Todos os dias eles me ajudam com o que for necessário em termos de material para as aulas — eles nunca me passam cola, não que eu tenha pedido, mas sinto que isso é algo que nunca, NUNCA, vai rolar com esses garotos — principalmente depois que eu falei que não estudei o primeiro semestre. Eu não contei para eles que eu estava em coma e que não entro em uma escola desde 2014, e fico bastante satisfeito por eles não perguntarem (embora eu tenha visto que Samuel tentou, mas Rafaela quase o bateu).
Na quarta-feira eu tenho um prato cheio para o meu Psicólogo e o Tiago parece bastante satisfeito que eu esteja me enturmando.
É só na quinta-feira que eu percebo que em nenhum dia da semana os NERDS saíram para o intervalo. Eu fico tão focado em meu telefone jogando Lost Journey quando os professores saem que nem estava reparando em algo assim.
— Ei — digo me virando na cadeira e olhando para Nicolas, como ele é tímido igual a mim, me sinto confortável para iniciar uma conversa com ele, quando necessário. — Por que vocês nunca saem da sala no intervalo?
Ele me encara como se eu acabasse de contar que fiz xixi na roupa e logo depois se vira para o lado, os outros integrantes do grupo se sentam na fila do canto.
— Ele percebeu. — Nicolas diz e os amigos olham dele para mim.
— O que ele percebeu? — Eduardo questiona e eu fico contente por mais alguém estar confuso além de mim.
— Que nós nunca saímos da sala! — Denis diz, e eu percebo que é verdade, não havia reparado nisso, mas nenhum deles nunca vai ao banheiro ou ao bebedouro. Das 07hrs40min até as 11hrs10min eles ficam sentados dentro da sala.

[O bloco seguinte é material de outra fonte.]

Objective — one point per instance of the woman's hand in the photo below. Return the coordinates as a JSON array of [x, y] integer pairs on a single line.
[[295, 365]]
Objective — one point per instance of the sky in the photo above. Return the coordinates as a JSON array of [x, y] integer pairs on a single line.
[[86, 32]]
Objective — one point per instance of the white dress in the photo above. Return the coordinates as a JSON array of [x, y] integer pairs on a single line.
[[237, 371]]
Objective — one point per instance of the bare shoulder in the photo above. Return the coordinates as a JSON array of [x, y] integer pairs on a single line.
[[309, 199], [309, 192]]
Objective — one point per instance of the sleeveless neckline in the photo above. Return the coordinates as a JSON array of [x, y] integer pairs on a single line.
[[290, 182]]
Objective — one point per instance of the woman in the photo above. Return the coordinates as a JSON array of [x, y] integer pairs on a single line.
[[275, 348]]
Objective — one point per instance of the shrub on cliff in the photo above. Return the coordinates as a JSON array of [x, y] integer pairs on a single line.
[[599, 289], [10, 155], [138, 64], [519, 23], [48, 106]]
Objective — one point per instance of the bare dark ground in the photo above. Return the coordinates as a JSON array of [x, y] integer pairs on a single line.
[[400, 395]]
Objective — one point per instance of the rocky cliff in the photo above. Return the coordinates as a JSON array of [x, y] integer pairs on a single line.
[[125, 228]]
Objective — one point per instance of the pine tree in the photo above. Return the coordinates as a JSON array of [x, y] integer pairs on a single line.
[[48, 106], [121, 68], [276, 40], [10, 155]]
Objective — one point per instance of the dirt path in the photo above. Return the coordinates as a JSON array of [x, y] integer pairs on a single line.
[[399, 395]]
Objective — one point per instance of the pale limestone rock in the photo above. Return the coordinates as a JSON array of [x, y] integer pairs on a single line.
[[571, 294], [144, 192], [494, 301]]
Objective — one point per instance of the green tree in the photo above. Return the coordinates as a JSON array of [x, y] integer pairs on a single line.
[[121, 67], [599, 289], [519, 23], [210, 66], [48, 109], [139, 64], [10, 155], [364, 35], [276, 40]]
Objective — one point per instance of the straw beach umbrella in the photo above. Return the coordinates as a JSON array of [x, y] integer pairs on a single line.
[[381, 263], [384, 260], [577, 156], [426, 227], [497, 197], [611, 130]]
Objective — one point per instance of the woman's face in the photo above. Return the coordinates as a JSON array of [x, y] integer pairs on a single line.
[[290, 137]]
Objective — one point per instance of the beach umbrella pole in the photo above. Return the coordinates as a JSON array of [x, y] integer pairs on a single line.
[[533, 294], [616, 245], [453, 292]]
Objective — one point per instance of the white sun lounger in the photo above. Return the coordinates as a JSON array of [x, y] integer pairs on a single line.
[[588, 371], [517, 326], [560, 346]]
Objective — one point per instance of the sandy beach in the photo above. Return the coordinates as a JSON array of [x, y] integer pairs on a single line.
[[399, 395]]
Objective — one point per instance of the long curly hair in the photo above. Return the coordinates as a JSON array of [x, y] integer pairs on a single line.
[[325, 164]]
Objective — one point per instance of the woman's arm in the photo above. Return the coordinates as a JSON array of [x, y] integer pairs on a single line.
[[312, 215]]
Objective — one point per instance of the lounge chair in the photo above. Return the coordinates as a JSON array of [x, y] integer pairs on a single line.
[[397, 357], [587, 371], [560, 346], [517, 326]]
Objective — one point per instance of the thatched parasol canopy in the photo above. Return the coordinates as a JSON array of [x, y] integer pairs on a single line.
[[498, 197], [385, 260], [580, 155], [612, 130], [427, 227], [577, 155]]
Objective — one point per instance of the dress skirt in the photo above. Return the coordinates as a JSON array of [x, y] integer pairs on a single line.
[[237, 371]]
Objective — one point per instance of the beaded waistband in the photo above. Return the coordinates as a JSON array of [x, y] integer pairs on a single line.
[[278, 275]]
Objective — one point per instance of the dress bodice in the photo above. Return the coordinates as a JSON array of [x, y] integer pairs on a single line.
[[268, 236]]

Não que eu tenha saído muito durante esses primeiros dias, mas a eu tenho uma ótima desculpa para isso.
— Está na hora de falarmos sobre as regras não ditas dos NERDS! — Samuel diz todo animado.
Percebo que todos eles, até mesmo Rafaela que é sempre tão séria, parecem animados com isso — quer dizer, quase todos, Eduardo parece se esforçar para abrir um sorriso quando seus amigos parecem tão contentes.

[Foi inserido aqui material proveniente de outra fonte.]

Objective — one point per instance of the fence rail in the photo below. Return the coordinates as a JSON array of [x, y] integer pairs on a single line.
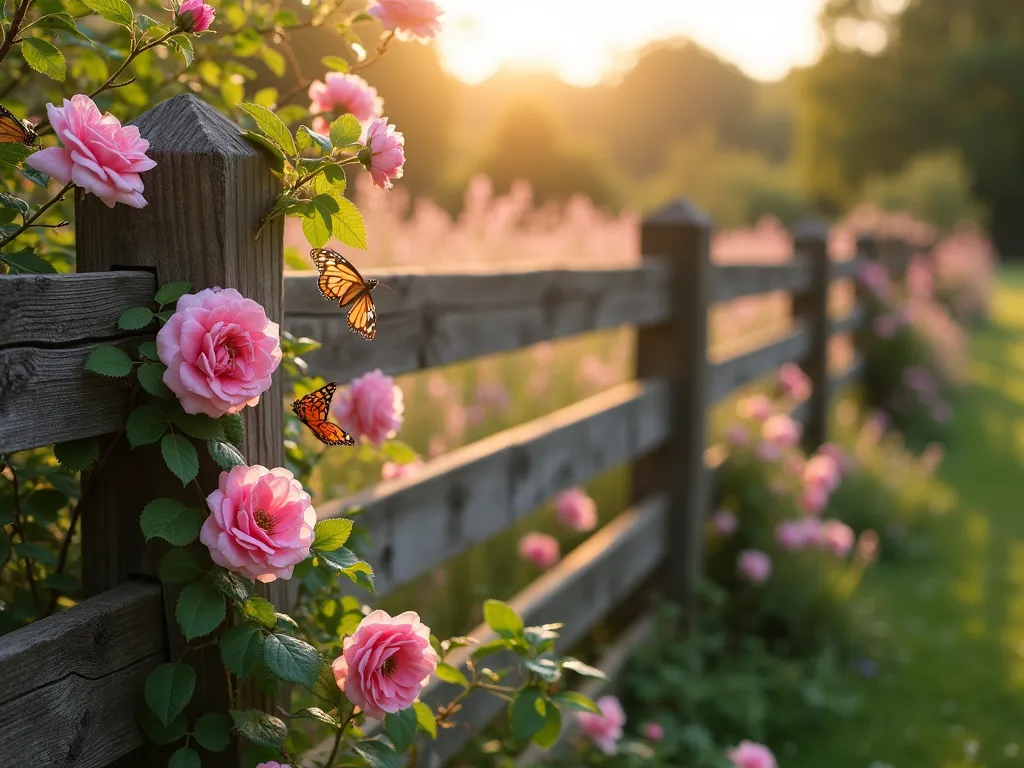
[[73, 681]]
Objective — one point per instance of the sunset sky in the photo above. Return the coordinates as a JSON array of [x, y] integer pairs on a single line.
[[764, 38]]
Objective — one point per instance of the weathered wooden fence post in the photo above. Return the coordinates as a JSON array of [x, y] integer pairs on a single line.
[[206, 196], [681, 233], [811, 306]]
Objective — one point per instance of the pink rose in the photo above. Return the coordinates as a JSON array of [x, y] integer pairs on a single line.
[[411, 19], [195, 15], [384, 154], [343, 93], [794, 382], [605, 729], [97, 155], [372, 408], [220, 350], [653, 732], [540, 549], [576, 510], [261, 522], [755, 565], [724, 522], [385, 663], [752, 755]]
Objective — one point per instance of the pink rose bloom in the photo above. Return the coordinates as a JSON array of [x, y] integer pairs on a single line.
[[371, 408], [540, 549], [755, 565], [724, 522], [195, 15], [220, 350], [752, 755], [411, 19], [385, 663], [261, 522], [576, 510], [384, 155], [794, 382], [837, 537], [395, 471], [343, 93], [97, 154], [653, 732], [781, 431], [757, 407], [604, 730]]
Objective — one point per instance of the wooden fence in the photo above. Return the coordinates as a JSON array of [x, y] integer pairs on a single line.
[[73, 681]]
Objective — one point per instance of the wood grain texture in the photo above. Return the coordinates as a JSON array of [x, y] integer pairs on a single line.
[[471, 494], [733, 372], [436, 318], [73, 682], [47, 396], [67, 308], [733, 281], [206, 197]]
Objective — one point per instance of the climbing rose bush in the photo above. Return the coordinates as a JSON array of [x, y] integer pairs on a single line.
[[220, 350]]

— Eu adoro quando falamos sobre as regras não ditas! — Rafaela diz.
É assim que todos eles pegam as cadeiras e as puxam para se sentarem próximos a mim.

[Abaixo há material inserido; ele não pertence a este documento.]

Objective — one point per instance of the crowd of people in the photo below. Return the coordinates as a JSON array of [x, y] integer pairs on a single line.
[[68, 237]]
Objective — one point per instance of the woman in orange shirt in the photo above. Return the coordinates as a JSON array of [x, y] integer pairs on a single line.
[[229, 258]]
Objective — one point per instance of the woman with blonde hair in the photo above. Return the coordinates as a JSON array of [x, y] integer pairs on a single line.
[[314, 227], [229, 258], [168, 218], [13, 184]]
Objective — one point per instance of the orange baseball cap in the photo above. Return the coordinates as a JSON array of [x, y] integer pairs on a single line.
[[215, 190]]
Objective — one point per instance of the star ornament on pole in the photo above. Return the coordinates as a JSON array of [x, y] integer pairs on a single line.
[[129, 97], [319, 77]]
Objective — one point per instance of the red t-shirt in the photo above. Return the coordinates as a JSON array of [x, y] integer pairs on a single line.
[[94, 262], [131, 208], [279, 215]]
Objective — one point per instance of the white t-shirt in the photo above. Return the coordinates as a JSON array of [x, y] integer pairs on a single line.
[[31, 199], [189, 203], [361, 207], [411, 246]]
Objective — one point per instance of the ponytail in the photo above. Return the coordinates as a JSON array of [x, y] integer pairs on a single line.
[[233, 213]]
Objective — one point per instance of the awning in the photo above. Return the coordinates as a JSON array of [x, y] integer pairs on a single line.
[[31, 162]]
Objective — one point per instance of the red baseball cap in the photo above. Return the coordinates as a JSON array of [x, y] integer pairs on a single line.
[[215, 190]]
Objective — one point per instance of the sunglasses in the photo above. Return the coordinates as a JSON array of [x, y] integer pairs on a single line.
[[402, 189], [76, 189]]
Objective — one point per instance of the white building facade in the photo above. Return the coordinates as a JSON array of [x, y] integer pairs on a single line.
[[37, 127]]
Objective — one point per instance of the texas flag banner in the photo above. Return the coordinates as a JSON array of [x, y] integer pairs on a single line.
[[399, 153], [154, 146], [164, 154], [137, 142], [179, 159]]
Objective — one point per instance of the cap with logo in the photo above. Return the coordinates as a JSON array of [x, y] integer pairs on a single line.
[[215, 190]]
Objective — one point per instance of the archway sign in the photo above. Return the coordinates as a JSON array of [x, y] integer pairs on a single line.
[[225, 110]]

— Quem começa? — Rafaela pergunta.
— Eu posso explicar o que são as regras não ditas e vocês vão falando depois quais são. — Eduardo fala, parecendo desistir de forçar o sorriso, e os outros concordam. — Tudo bem, as regras não ditas são aquelas regras que todos nós sabemos, mas que não registramos em lugar algum. Elas garantem que sejamos sempre bons amigos e que fiquemos unidos e protegidos.
— Espera e vocês vão me contar? — Eu pergunto e os vejo balançando as cabeças dizendo que sim. — Eu entendi que são regras não registradas, mas será que posso anotá-las? Eu tenho uma péssima memória. — Mentira, minha memória é até que muito boa, mas acho melhor garantir. — Depois que aprender as regras eu destruo tudo.
— Tudo bem, pega o papel e a caneta. — Rafaela diz e eu puxo o caderno, colocando a mão esquerda sobre o caderno (eu sou canhoto) e me apoiando na mesa com o cotovelo direito.
Eles começam a falar alternadamente e eu não perco tempo, no fim estou com as Oito Regras Não Ditas dos NERDS.
1 – Os NERDS nunca deixarão um integrante enfrentar o mundo sozinho, seja pra ir até o café da Neide ou para uma viagem ao Paquistão;
2 – Os NERDS se comprometem a sempre se defenderem contra as ameaças do mundo, mas se for possível evitar as ameaças, assim deve ser feito;
3 – Um nerd nunca se apaixonará pela mesma pessoa que outro nerd. Se isso acontecer ambos devem se abdicar do sentimento em nome da amizade;
4 – Para um nerd o cinema de quarta-feira deve ser tão sagrado quanto a igreja para os religiosos;
5 – Para evitar convergências, um nerd nunca deve obrigar o outro a gostar ou não de Harry Potter. Se a série em questão for Percy Jackson o nerd é livre para fazer sua defesa aberta contra ou a favor;
6 – Um nerd sempre apoiará o outro em suas escolhas de vida, contanto que ela não infrinja as regras;
7 – Os NERDS sempre serão amigos e companheiros, e devem se esforçar para que nada interfira em sua amizade: devem ouvir uns aos outros, se desculparem quando necessário e ajudar sempre que possível.
8 – Nada deve ser mais importante que a amizade entre os NERDS!
— Sua letra é muito bonita! — Samuel diz, antes que eu possa comentar que gostei muito das regras da amizade deles.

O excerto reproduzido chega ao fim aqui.